For each accredited special operation, expect a process certification that ties the work to your controlled specification and purchase order, traceability records connecting the work to your lot, and where applicable the test or inspection results the process generates. For heat treat, that often means furnace charts or records showing the actual cycle parameters run. For nondestructive testing, you should receive the NDT report with technique, results, and the certified inspector's qualification reference. For coatings or chemical processing, expect documentation confirming the specification and any thickness or process measurements. These records are not optional paperwork; they become part of the part's lifelong aerospace traceability and are what a program relies on to investigate a field issue years after delivery. Define the required records in your purchase order so they are delivered with the part rather than chased afterward. A mature Phoenix special-process house operating under NADCAP generates these as routine output of its accredited process control. The completeness and cleanliness of the process certifications are also a fair indicator of how well the supplier runs, so review a sample during qualification.

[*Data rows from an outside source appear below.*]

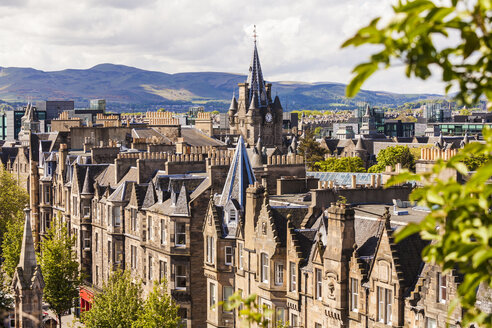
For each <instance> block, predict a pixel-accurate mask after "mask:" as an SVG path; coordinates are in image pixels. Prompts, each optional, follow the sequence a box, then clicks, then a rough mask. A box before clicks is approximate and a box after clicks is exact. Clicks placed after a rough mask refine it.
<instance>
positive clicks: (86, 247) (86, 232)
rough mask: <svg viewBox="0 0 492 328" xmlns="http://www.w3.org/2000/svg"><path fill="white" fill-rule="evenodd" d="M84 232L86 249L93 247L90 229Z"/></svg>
mask: <svg viewBox="0 0 492 328" xmlns="http://www.w3.org/2000/svg"><path fill="white" fill-rule="evenodd" d="M82 234H83V235H84V249H90V248H91V234H90V231H87V230H83V231H82Z"/></svg>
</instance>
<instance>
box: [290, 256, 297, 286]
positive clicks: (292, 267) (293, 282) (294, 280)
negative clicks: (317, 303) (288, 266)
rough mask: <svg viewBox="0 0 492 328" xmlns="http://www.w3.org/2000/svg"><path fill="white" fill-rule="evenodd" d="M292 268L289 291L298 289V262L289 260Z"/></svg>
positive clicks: (291, 269) (290, 272)
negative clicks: (297, 266) (297, 288)
mask: <svg viewBox="0 0 492 328" xmlns="http://www.w3.org/2000/svg"><path fill="white" fill-rule="evenodd" d="M289 268H290V281H289V291H290V292H295V291H297V264H296V263H295V262H289Z"/></svg>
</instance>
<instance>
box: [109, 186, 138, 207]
mask: <svg viewBox="0 0 492 328" xmlns="http://www.w3.org/2000/svg"><path fill="white" fill-rule="evenodd" d="M133 183H134V182H130V181H125V182H123V183H122V184H120V185H119V186H118V188H116V190H115V191H113V193H112V194H111V195H110V196H109V197H108V201H110V202H128V201H129V200H130V190H131V189H130V187H131V185H132V184H133Z"/></svg>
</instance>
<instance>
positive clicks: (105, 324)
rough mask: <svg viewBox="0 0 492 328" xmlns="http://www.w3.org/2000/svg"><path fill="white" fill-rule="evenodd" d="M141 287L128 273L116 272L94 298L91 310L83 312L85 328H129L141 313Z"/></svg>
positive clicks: (121, 271) (82, 321)
mask: <svg viewBox="0 0 492 328" xmlns="http://www.w3.org/2000/svg"><path fill="white" fill-rule="evenodd" d="M142 306H143V301H142V285H141V283H140V282H138V283H133V282H132V278H131V276H130V273H129V272H128V271H124V272H122V271H116V272H113V273H112V274H111V276H110V277H109V280H108V281H107V283H105V285H104V286H103V289H102V292H101V293H98V294H96V295H95V296H94V301H93V303H92V308H91V309H90V311H87V312H84V313H83V315H82V318H81V319H82V322H83V323H84V324H85V326H86V327H87V328H112V327H115V328H116V327H118V328H130V327H132V323H133V322H135V321H136V320H137V319H138V316H139V314H140V312H141V311H142Z"/></svg>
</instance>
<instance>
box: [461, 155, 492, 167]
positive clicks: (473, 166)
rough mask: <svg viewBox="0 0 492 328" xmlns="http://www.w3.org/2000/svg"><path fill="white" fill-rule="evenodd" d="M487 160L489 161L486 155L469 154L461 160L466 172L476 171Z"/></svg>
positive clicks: (486, 162) (485, 162)
mask: <svg viewBox="0 0 492 328" xmlns="http://www.w3.org/2000/svg"><path fill="white" fill-rule="evenodd" d="M488 160H490V156H489V155H487V154H479V155H474V154H470V155H469V156H467V157H465V158H464V159H463V163H465V165H466V168H467V169H468V171H476V170H477V169H478V168H479V167H480V166H482V165H483V164H485V163H487V161H488Z"/></svg>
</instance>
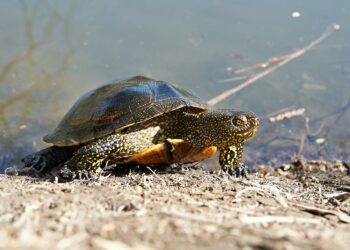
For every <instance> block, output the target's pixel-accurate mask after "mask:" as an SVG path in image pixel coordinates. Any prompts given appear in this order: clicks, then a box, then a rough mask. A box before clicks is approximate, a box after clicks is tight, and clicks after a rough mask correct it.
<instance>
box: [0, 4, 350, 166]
mask: <svg viewBox="0 0 350 250" xmlns="http://www.w3.org/2000/svg"><path fill="white" fill-rule="evenodd" d="M293 12H298V13H300V17H297V18H293V17H292V13H293ZM332 23H338V24H340V25H341V29H340V31H338V32H336V33H334V34H333V35H332V36H331V37H329V38H328V39H327V40H326V41H324V42H323V43H322V44H321V45H320V46H318V47H317V48H316V49H314V50H312V51H309V52H308V53H306V55H304V56H302V57H300V58H298V59H296V60H294V61H293V62H291V63H289V64H288V65H286V66H285V67H283V68H280V69H279V70H277V71H276V72H274V73H272V74H270V75H269V76H267V77H265V78H262V79H260V80H258V81H257V82H255V83H254V84H253V85H251V86H249V87H248V88H246V89H244V90H242V91H240V92H238V93H237V94H235V95H233V96H232V97H230V98H228V99H226V100H225V101H224V102H222V103H220V104H219V105H217V106H218V107H227V108H235V109H240V110H252V111H254V112H255V113H257V114H258V115H259V116H260V117H263V118H264V117H266V116H267V115H268V114H271V113H273V112H276V111H279V110H282V109H284V108H288V107H303V108H305V109H306V115H307V116H308V117H309V118H310V121H311V123H310V126H311V132H313V133H316V132H317V133H316V135H315V136H310V135H309V137H308V138H307V141H306V144H308V145H306V147H305V148H304V150H303V152H302V153H303V155H305V156H307V157H320V158H327V159H330V158H332V159H334V158H336V159H348V158H349V151H350V149H349V147H350V145H349V138H350V132H349V129H348V128H349V125H350V113H349V112H350V111H345V112H343V115H342V116H341V117H340V116H337V115H335V116H330V117H329V118H328V119H321V120H319V121H317V120H315V119H317V118H320V117H323V116H326V115H329V114H332V113H334V112H336V111H339V110H341V108H342V107H343V106H344V105H345V104H346V103H347V101H348V100H349V98H350V95H349V93H350V84H349V77H350V60H349V58H350V43H349V42H350V32H349V31H350V30H349V29H350V28H349V27H350V26H349V23H350V2H349V1H347V0H338V1H326V0H323V1H321V0H317V1H316V0H314V1H292V0H290V1H279V0H269V1H244V0H241V1H238V0H237V1H229V0H216V1H213V0H190V1H189V0H188V1H164V0H158V1H156V0H151V1H114V0H110V1H108V0H105V1H97V0H95V1H85V0H84V1H83V0H80V1H71V0H66V1H63V0H61V1H44V0H30V1H15V0H3V1H0V54H1V56H0V131H1V134H0V171H1V170H3V169H4V168H5V167H7V166H10V165H16V164H19V159H20V158H21V157H22V156H23V155H25V154H27V153H30V152H33V151H35V150H38V149H41V148H43V147H45V146H47V145H45V144H44V143H43V142H42V140H41V138H42V136H43V135H45V134H47V133H48V132H49V131H50V130H51V129H52V128H53V127H54V126H55V125H56V124H57V122H58V121H59V120H60V119H61V117H62V116H63V115H64V113H65V112H66V111H67V109H68V108H69V107H70V106H71V105H72V103H73V102H74V101H75V100H76V99H77V98H78V97H79V96H80V95H81V94H83V93H84V92H86V91H87V90H90V89H91V88H94V87H97V86H99V85H102V84H104V83H106V82H108V81H110V80H112V79H116V78H126V77H130V76H134V75H145V76H150V77H153V78H156V79H162V80H166V81H169V82H172V83H176V84H178V85H180V86H183V87H186V88H189V89H192V90H193V91H194V92H196V93H197V94H198V95H199V96H201V97H203V99H206V100H208V99H210V98H211V97H214V96H216V95H217V94H219V93H221V92H222V91H223V90H225V89H228V88H231V87H233V86H235V85H237V84H239V82H233V83H220V82H218V80H222V79H226V78H230V77H233V76H232V75H231V74H230V72H228V71H227V69H228V68H229V67H231V68H232V69H233V70H235V69H239V68H244V67H248V66H251V65H256V64H258V63H261V62H264V61H266V60H268V59H269V58H271V57H275V56H282V55H285V54H288V53H290V52H293V50H295V49H297V48H301V47H303V46H305V45H307V44H308V43H309V42H311V41H312V40H314V39H316V38H317V37H318V36H319V35H321V33H322V32H324V30H325V29H326V27H327V26H328V25H330V24H332ZM255 73H256V72H255ZM263 121H265V120H264V119H263ZM321 125H322V127H320V126H321ZM318 128H320V129H318ZM316 130H319V131H316ZM302 131H303V122H302V120H301V119H299V118H294V119H292V120H288V121H285V122H281V123H278V124H272V125H271V124H269V123H266V122H263V124H262V128H261V129H260V131H259V134H258V135H257V136H256V138H255V140H252V141H250V143H249V144H248V150H247V152H246V153H247V154H246V157H247V160H248V161H249V162H250V163H251V165H254V163H259V162H269V161H270V160H271V159H273V160H274V161H272V163H273V164H278V162H279V161H278V159H281V160H284V159H285V158H288V157H292V156H293V155H295V154H296V153H297V151H298V145H299V141H298V138H299V137H300V136H301V134H302ZM311 132H310V133H311ZM284 137H288V138H289V139H288V138H287V139H286V138H284ZM272 139H275V140H273V142H272V143H268V142H269V140H272ZM290 139H292V140H290ZM317 139H320V140H321V142H322V140H324V142H322V143H320V140H318V141H317V142H316V140H317ZM276 159H277V160H276ZM255 165H256V164H255Z"/></svg>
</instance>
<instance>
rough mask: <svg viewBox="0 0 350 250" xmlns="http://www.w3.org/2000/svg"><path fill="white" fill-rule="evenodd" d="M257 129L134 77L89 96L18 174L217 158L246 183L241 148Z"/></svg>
mask: <svg viewBox="0 0 350 250" xmlns="http://www.w3.org/2000/svg"><path fill="white" fill-rule="evenodd" d="M258 126H259V118H258V117H257V116H256V115H255V114H254V113H253V112H250V111H236V110H233V109H210V108H209V107H208V105H207V104H206V102H205V101H203V100H202V99H201V98H199V97H198V96H197V95H195V94H194V93H192V92H191V91H189V90H186V89H184V88H181V87H179V86H176V85H174V84H171V83H168V82H165V81H161V80H154V79H151V78H148V77H144V76H135V77H131V78H128V79H125V80H119V81H118V80H116V81H113V82H111V83H109V84H107V85H103V86H101V87H98V88H96V89H94V90H91V91H89V92H88V93H86V94H84V95H83V96H82V97H80V98H79V99H78V101H77V102H76V103H75V104H74V105H73V106H72V107H71V109H70V110H69V111H68V112H67V113H66V115H65V116H64V117H63V119H62V120H61V122H60V123H59V124H58V126H57V127H56V128H55V129H54V130H53V131H52V132H51V133H49V134H48V135H46V136H45V137H44V138H43V140H44V141H45V142H47V143H51V144H53V146H51V147H48V148H46V149H43V150H41V151H39V152H36V153H33V154H30V155H28V156H26V157H24V158H23V159H22V161H23V162H24V166H25V168H26V169H28V168H31V169H34V170H36V171H37V172H38V173H47V172H48V171H51V170H52V169H53V168H55V167H56V168H57V167H58V168H59V169H60V170H59V173H60V175H62V176H65V177H67V176H73V175H74V176H77V173H81V172H82V171H83V172H84V171H85V172H91V171H92V172H94V171H96V169H98V168H99V167H101V166H102V163H103V162H111V163H113V164H115V165H116V166H118V167H119V166H123V165H125V164H137V165H164V164H169V165H170V164H173V163H180V164H181V163H191V162H198V161H202V160H204V159H207V158H209V157H212V156H214V155H215V154H216V152H217V151H220V153H219V164H220V166H221V168H222V169H223V170H224V171H227V172H228V173H230V174H232V175H236V176H246V174H247V170H246V166H245V165H244V164H243V163H242V154H243V145H244V143H245V141H246V140H247V139H249V138H250V137H252V136H253V135H254V134H255V133H256V131H257V128H258Z"/></svg>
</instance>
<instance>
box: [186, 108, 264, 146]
mask: <svg viewBox="0 0 350 250" xmlns="http://www.w3.org/2000/svg"><path fill="white" fill-rule="evenodd" d="M193 124H194V125H195V128H193V131H194V132H195V133H196V136H194V137H195V138H196V139H195V140H193V141H192V142H193V144H197V145H198V146H209V145H210V146H216V147H218V148H225V147H228V146H231V145H237V144H242V143H244V142H245V141H246V140H247V139H249V138H250V137H252V136H253V135H254V134H255V132H256V130H257V128H258V127H259V118H258V117H257V116H256V115H255V114H254V113H253V112H249V111H248V112H245V111H234V110H230V109H217V110H209V111H206V112H203V113H200V114H197V119H196V122H194V123H193Z"/></svg>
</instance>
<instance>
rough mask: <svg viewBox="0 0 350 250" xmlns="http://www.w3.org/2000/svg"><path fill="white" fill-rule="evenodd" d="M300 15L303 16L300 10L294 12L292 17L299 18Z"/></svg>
mask: <svg viewBox="0 0 350 250" xmlns="http://www.w3.org/2000/svg"><path fill="white" fill-rule="evenodd" d="M300 16H301V14H300V12H298V11H294V12H292V17H293V18H298V17H300Z"/></svg>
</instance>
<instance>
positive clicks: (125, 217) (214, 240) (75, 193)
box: [0, 168, 350, 249]
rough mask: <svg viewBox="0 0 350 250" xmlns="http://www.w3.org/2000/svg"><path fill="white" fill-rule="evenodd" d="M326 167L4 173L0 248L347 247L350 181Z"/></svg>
mask: <svg viewBox="0 0 350 250" xmlns="http://www.w3.org/2000/svg"><path fill="white" fill-rule="evenodd" d="M322 169H323V171H311V172H310V173H305V172H303V173H302V174H297V175H295V176H294V177H293V178H291V176H290V175H289V176H288V177H289V178H287V177H286V176H269V175H266V174H262V173H263V172H264V171H261V173H255V174H250V175H249V179H237V178H233V177H231V176H228V175H227V174H225V173H220V172H219V173H210V172H207V171H204V170H202V169H191V168H189V169H188V168H182V169H180V170H179V169H178V170H176V171H172V172H169V171H157V170H147V171H138V172H129V173H126V174H125V173H124V174H120V173H119V174H116V173H110V174H109V175H106V174H96V176H94V177H92V179H90V180H75V181H72V182H67V183H55V182H54V181H52V180H47V179H40V178H31V177H26V176H6V175H0V202H1V203H0V204H1V205H0V248H1V249H348V247H349V245H350V177H349V176H346V171H338V170H335V171H332V170H329V169H327V168H322ZM294 174H295V173H294Z"/></svg>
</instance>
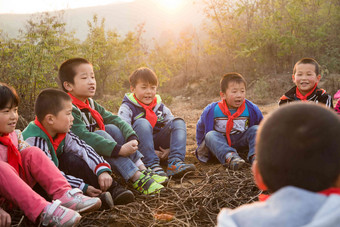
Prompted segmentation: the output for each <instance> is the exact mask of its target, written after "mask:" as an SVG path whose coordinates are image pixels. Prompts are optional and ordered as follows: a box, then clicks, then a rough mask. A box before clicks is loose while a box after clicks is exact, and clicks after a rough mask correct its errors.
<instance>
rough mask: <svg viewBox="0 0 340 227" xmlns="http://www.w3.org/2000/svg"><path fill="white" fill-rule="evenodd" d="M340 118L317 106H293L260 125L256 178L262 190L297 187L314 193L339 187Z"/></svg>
mask: <svg viewBox="0 0 340 227" xmlns="http://www.w3.org/2000/svg"><path fill="white" fill-rule="evenodd" d="M339 135H340V118H339V116H337V115H336V113H335V112H334V111H332V110H329V109H327V108H326V107H324V106H321V105H319V104H315V103H300V102H299V103H292V104H289V105H285V106H283V107H280V108H279V109H277V110H275V111H274V112H273V113H271V114H270V115H269V116H267V117H266V118H265V120H264V121H262V123H261V124H260V127H259V131H258V134H257V138H256V157H257V158H256V159H257V160H256V161H255V162H254V164H253V173H254V178H255V181H256V183H257V185H258V186H259V188H260V189H262V190H269V191H270V192H275V191H277V190H279V189H280V188H282V187H285V186H295V187H298V188H302V189H306V190H309V191H313V192H318V191H322V190H325V189H327V188H330V187H339V186H340V184H339V176H340V140H339V139H338V137H339Z"/></svg>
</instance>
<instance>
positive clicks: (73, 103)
mask: <svg viewBox="0 0 340 227" xmlns="http://www.w3.org/2000/svg"><path fill="white" fill-rule="evenodd" d="M67 94H68V95H69V96H70V97H71V98H72V103H73V104H74V105H76V106H77V107H78V108H79V109H81V110H82V109H87V110H88V111H90V113H91V115H92V117H93V118H94V120H95V121H96V122H97V125H98V127H99V129H100V130H104V131H105V125H104V120H103V117H102V115H100V113H98V111H97V110H94V109H92V108H91V107H90V104H89V100H87V99H86V101H85V102H82V101H80V100H79V99H77V98H76V97H74V96H73V95H71V94H70V93H67Z"/></svg>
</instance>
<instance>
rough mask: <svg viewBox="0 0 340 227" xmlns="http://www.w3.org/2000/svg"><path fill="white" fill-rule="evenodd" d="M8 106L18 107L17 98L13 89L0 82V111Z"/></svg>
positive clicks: (5, 84) (10, 107) (15, 91)
mask: <svg viewBox="0 0 340 227" xmlns="http://www.w3.org/2000/svg"><path fill="white" fill-rule="evenodd" d="M8 104H9V105H10V106H9V107H10V108H12V107H13V106H18V105H19V96H18V94H17V92H16V91H15V89H14V88H13V87H11V86H9V85H8V84H5V83H1V82H0V110H2V109H4V108H6V107H7V105H8Z"/></svg>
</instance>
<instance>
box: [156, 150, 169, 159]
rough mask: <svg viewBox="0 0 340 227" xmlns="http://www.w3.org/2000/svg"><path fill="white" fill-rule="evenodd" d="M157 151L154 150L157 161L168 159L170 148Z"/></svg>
mask: <svg viewBox="0 0 340 227" xmlns="http://www.w3.org/2000/svg"><path fill="white" fill-rule="evenodd" d="M159 150H160V151H159ZM159 150H155V153H156V155H157V156H158V157H159V159H160V160H161V161H166V160H167V159H168V157H169V153H170V148H168V149H163V148H161V147H159Z"/></svg>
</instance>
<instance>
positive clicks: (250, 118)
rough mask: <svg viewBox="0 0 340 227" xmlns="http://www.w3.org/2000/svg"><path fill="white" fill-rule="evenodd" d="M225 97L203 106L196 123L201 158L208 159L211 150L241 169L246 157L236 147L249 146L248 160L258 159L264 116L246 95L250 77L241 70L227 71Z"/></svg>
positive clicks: (211, 152) (198, 154)
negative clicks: (254, 146)
mask: <svg viewBox="0 0 340 227" xmlns="http://www.w3.org/2000/svg"><path fill="white" fill-rule="evenodd" d="M220 86H221V87H220V89H221V91H220V96H221V101H219V102H213V103H211V104H209V105H208V106H207V107H205V109H204V110H203V113H202V115H201V117H200V119H199V120H198V122H197V126H196V141H197V147H198V148H197V149H196V156H197V158H198V160H200V161H202V162H207V161H208V160H210V158H211V153H212V154H213V155H214V156H215V157H216V158H217V159H218V160H219V161H220V162H221V163H222V164H223V165H224V166H225V167H227V168H228V169H231V170H238V169H240V168H241V167H242V166H243V164H244V163H245V161H244V160H243V159H242V158H241V157H240V156H239V155H238V153H237V150H236V148H241V147H245V146H247V147H249V152H248V160H249V162H250V163H253V161H254V159H255V155H254V154H255V151H254V149H255V147H254V146H255V136H256V131H257V127H258V124H259V123H260V121H261V120H262V118H263V116H262V113H261V111H260V109H259V108H258V107H257V106H256V105H255V104H253V103H252V102H250V101H249V100H247V99H245V96H246V81H245V79H244V78H243V76H242V75H241V74H239V73H227V74H225V75H224V76H223V77H222V79H221V81H220Z"/></svg>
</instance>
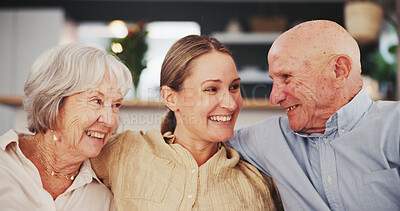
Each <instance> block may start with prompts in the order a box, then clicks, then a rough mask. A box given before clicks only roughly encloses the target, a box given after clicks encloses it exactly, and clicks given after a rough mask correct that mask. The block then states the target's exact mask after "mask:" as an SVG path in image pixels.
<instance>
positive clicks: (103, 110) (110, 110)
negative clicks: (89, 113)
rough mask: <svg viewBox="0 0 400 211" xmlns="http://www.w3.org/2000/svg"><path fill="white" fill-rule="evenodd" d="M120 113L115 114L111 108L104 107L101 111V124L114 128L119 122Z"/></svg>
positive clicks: (100, 114) (99, 120)
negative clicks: (103, 124)
mask: <svg viewBox="0 0 400 211" xmlns="http://www.w3.org/2000/svg"><path fill="white" fill-rule="evenodd" d="M117 118H118V113H115V112H114V111H113V109H112V107H111V105H110V106H103V108H102V109H101V113H100V117H99V122H101V123H103V124H105V125H106V126H107V127H113V126H115V124H117V123H118V122H117V121H118V119H117Z"/></svg>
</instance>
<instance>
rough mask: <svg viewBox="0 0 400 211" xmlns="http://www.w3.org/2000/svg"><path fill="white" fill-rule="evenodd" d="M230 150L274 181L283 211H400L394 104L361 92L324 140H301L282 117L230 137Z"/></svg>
mask: <svg viewBox="0 0 400 211" xmlns="http://www.w3.org/2000/svg"><path fill="white" fill-rule="evenodd" d="M228 146H232V147H234V148H235V149H236V150H237V151H239V152H240V154H241V156H242V157H243V158H244V159H245V160H247V161H248V162H250V163H252V164H253V165H255V166H256V167H257V168H259V169H260V170H261V171H263V172H264V173H266V174H268V175H270V176H271V177H272V178H274V180H275V182H276V185H277V187H278V189H279V192H280V194H281V197H282V201H283V204H284V207H285V209H286V210H375V211H376V210H378V211H383V210H400V175H399V174H400V173H399V171H400V155H399V154H400V102H389V101H377V102H373V101H372V100H371V99H370V98H369V97H368V95H367V93H366V92H365V91H364V90H361V91H360V92H359V93H358V94H357V95H356V97H355V98H354V99H353V100H352V101H351V102H349V103H348V104H347V105H345V106H344V107H342V108H341V109H340V110H338V111H337V112H336V113H335V114H334V115H332V116H331V117H330V118H329V120H328V121H327V123H326V130H325V133H324V134H299V133H295V132H293V131H292V130H291V129H290V127H289V121H288V118H287V117H283V116H280V117H273V118H270V119H267V120H266V121H263V122H260V123H258V124H255V125H251V126H249V127H246V128H243V129H240V130H238V131H236V132H235V135H234V137H233V138H232V139H231V140H230V141H229V143H228Z"/></svg>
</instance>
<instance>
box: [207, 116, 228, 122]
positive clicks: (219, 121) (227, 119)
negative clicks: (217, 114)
mask: <svg viewBox="0 0 400 211" xmlns="http://www.w3.org/2000/svg"><path fill="white" fill-rule="evenodd" d="M210 119H211V120H212V121H216V122H229V121H231V119H232V116H212V117H210Z"/></svg>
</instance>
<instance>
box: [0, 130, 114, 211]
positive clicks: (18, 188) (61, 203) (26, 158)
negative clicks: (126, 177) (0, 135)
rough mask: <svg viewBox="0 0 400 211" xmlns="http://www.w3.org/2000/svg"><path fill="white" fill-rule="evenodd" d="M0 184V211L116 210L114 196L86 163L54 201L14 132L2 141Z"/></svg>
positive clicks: (88, 163)
mask: <svg viewBox="0 0 400 211" xmlns="http://www.w3.org/2000/svg"><path fill="white" fill-rule="evenodd" d="M93 178H94V179H93ZM0 181H1V182H0V210H40V211H47V210H68V211H70V210H96V211H98V210H114V201H113V195H112V193H111V191H110V190H109V189H108V188H107V187H106V186H105V185H104V184H103V183H101V182H100V181H99V179H98V178H97V177H96V174H95V173H94V172H93V170H92V167H91V165H90V161H89V160H85V161H84V162H83V164H82V167H81V170H80V172H79V174H78V175H77V177H76V179H75V180H74V182H73V183H72V185H71V186H70V187H69V188H68V189H67V190H66V191H65V192H64V193H63V194H61V195H59V196H58V197H57V198H56V200H53V198H52V196H51V195H50V194H49V193H48V192H47V191H46V190H45V189H43V184H42V181H41V179H40V176H39V171H38V170H37V168H36V166H35V165H33V163H32V162H31V161H30V160H29V159H27V158H26V157H25V155H24V154H23V153H22V151H21V149H20V147H19V140H18V134H17V133H16V132H15V131H13V130H9V131H8V132H7V133H5V134H4V135H3V136H1V137H0Z"/></svg>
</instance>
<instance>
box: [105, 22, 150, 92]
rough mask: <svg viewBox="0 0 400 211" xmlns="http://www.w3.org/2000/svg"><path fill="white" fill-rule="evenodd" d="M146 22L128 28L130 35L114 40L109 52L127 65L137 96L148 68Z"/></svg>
mask: <svg viewBox="0 0 400 211" xmlns="http://www.w3.org/2000/svg"><path fill="white" fill-rule="evenodd" d="M146 23H147V22H145V21H140V22H137V23H134V24H131V25H129V26H128V35H127V36H126V37H124V38H113V39H112V40H111V41H112V44H111V45H110V49H109V51H111V52H113V53H115V55H116V56H117V57H118V58H119V59H120V60H121V61H122V62H124V63H125V65H126V66H127V67H128V69H129V70H130V72H131V74H132V81H133V86H134V88H135V96H137V88H138V85H139V81H140V75H141V74H142V71H143V69H144V68H146V61H145V59H144V55H145V53H146V51H147V48H148V46H147V42H146V36H147V34H148V32H147V31H146V29H145V26H146Z"/></svg>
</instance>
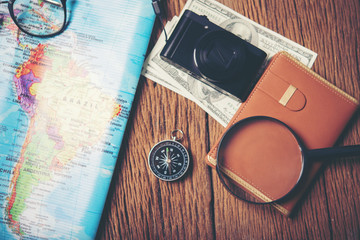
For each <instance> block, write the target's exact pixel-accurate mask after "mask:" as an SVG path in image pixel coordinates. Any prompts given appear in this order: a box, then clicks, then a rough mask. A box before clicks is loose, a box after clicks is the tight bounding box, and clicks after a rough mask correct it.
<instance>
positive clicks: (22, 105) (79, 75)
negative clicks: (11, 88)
mask: <svg viewBox="0 0 360 240" xmlns="http://www.w3.org/2000/svg"><path fill="white" fill-rule="evenodd" d="M48 49H49V46H48V45H45V44H39V45H38V46H37V47H35V48H33V49H30V56H29V58H28V59H27V61H25V62H24V63H22V64H21V65H20V66H18V68H17V70H16V74H15V76H14V77H13V81H14V83H15V87H16V94H17V98H18V101H19V104H20V106H21V108H22V109H23V110H24V111H25V112H26V113H27V114H28V116H29V119H30V123H29V127H28V130H27V133H26V138H25V141H24V143H23V146H22V149H21V154H20V157H19V159H18V162H17V164H16V166H15V168H14V170H13V172H14V174H13V176H12V179H11V185H10V195H9V196H8V198H7V206H6V214H7V217H8V226H9V227H10V229H11V230H12V231H13V232H14V233H15V234H17V235H20V236H24V235H26V234H31V226H29V225H26V224H23V223H22V221H21V219H22V217H23V214H24V212H25V211H31V209H34V208H35V206H32V205H31V204H33V202H34V201H27V199H29V198H30V197H31V195H32V193H33V192H34V191H35V190H36V189H37V190H38V191H42V188H38V187H39V185H41V184H44V183H46V182H48V181H51V180H52V178H53V175H54V173H56V172H59V171H62V169H63V168H64V166H66V165H67V164H68V163H69V162H70V161H71V160H72V159H73V158H74V157H75V156H76V154H77V153H78V151H79V150H80V149H82V148H83V147H92V146H94V145H96V144H98V143H99V142H100V141H101V140H102V138H103V136H104V133H105V132H106V131H107V130H108V127H109V123H110V121H111V120H112V119H113V118H115V117H117V116H118V115H119V114H120V112H121V106H120V105H119V104H118V103H116V101H115V100H114V98H113V97H111V96H109V95H108V94H106V93H105V92H103V90H102V89H101V88H100V87H98V85H96V84H94V83H93V82H92V79H91V74H90V73H89V71H88V70H87V69H86V68H85V67H83V66H79V65H78V64H77V63H76V62H74V61H72V60H71V59H70V58H68V57H61V56H60V57H59V56H58V55H56V54H54V55H50V54H49V53H48V52H49V51H48ZM44 194H45V193H44ZM41 221H43V222H41ZM38 224H40V225H41V224H43V226H46V224H47V223H46V218H43V219H40V220H39V223H38Z"/></svg>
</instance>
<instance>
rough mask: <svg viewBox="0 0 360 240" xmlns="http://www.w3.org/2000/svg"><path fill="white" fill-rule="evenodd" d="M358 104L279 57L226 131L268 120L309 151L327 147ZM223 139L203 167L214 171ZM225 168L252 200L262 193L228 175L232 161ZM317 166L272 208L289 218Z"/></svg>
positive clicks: (211, 153)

On flight hardware, no, not without creating a nonconformance. NADCAP is flowed down by the aerospace primes precisely because special-process quality cannot be verified after the fact by inspecting the part, so an unaccredited heat-treat, weld, NDT, or coating operation is not an accepted source for the work regardless of how capable the shop seems. Routing a special process to a non-accredited shop to save money is not a cost saving; it is a defect in the supply chain waiting to be discovered, and on aerospace hardware that can mean scrapped parts, program delays, or worse. The accreditation overhead, recurring audits, operator qualification, and record-keeping that make accredited processing more expensive are exactly what make it trustworthy on flight-critical work. Phoenix's mature aerospace base means accredited heat-treat, NDT, coating, and welding capacity genuinely exists in the region, so the right approach is to verify it in eAuditNet and schedule realistically around its lead times rather than route around the requirement. If your work is non-aerospace and carries no NADCAP flowdown, a non-accredited source may be acceptable, but confirm that before assuming it.